Apache Ranger plugins - Amazon EMR

Apache Ranger plugins

Apache Hive plugin

Apache Hive is a popular execution engine within the Hadoop ecosystem. Amazon EMR provides an Apache Ranger plugin to be able to provide fine-grained access controls for Hive. The plugin is compatible with open source Apache Ranger Admin server version 2.0 and later.

Supported features

The Apache Ranger plugin for Hive on EMR supports all the functionality of the open source plugin, which includes database, table, column level access controls and row filtering and data masking. For a table of Hive commands and associated Ranger permissions, see Hive commands to Ranger permission mapping.

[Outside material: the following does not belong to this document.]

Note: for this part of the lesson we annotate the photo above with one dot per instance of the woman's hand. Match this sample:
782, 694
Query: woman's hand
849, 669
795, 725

Installation of service configuration

The Apache Hive plugin is compatible with the existing Hive service definition within Apache Hive "Hadoop SQL" as shown below.


					Apache Hive service definition for Hadoop SQL.

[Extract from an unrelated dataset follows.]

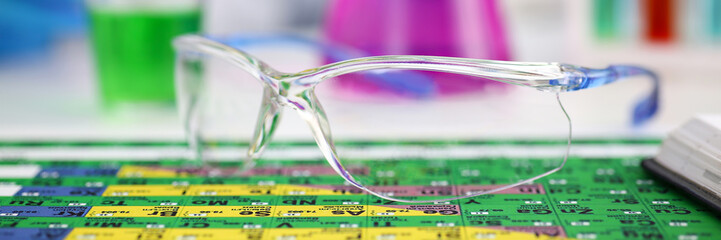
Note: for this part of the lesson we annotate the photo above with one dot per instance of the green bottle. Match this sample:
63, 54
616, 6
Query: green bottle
134, 55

If you do not have an instance of the service under Hadoop SQL, like shown above, you can create one. Click on the + next to Hadoop SQL.

  1. Service Name (If displayed): Enter the service name. The suggested value is amazonemrhive. Make a note of this service name -- it's needed when creating an EMR security configuration.

  2. Display Name: Enter the name to be displayed for the service. The suggested value is amazonemrhive.


					Apache Hive service details for Hadoop SQL.

The Apache Hive Config Properties are used to establish a connection to your Apache Ranger Admin server with a HiveServer2 to implement auto complete when creating policies. The properties below are not required to be accurate if you do not have a persistent HiveServer2 process and can be filled with any information.

  • Username: Enter a user name for the JDBC connection to an instance of an HiveServer2 instance.

  • Password: Enter the password for the user name above.

  • jdbc.driver.ClassName: Enter the class name of JDBC class for Apache Hive connectivity. The default value can be used.

  • jdbc.url: Enter the JDBC connection string to use when connecting to HiveServer2.

  • Common Name for Certificate: The CN field within the certificate used to connect to the admin server from a client plugin. This value must match the CN field in your TLS certificate that was created for the plugin.


					Apache Hive service configuration properties.

The Test Connection button tests whether the values above can be used to successfully connect to the HiveServer2 instance. Once the service is successfully created, the Service Manager should look like below:


					Connected to the HiveServer2 instance

Other considerations

Hive Metadata Server

The Hive Metadata server can only be accessed by the trusted engines, specifically the Hive and emr_record_server to protect from unauthorized access. The Hive metadata server is also accessed by all nodes on the cluster and required port 9083 is accessible by all nodes to the master node.

Authentication

By default, Apache Hive is configured to authenticate using Kerberos as configured in the EMR Security configuration. HiveServer2 can be configured to authenticate users using LDAP as well. See Implementing LDAP authentication for Hive on a multi-tenant Amazon EMR cluster for information.

Limitations

The following are a list of limitations for the Apache Hive Plugin on Amazon EMR 5.x:

  • Hive roles are not currently supported. Grant, Revoke statements are not supported.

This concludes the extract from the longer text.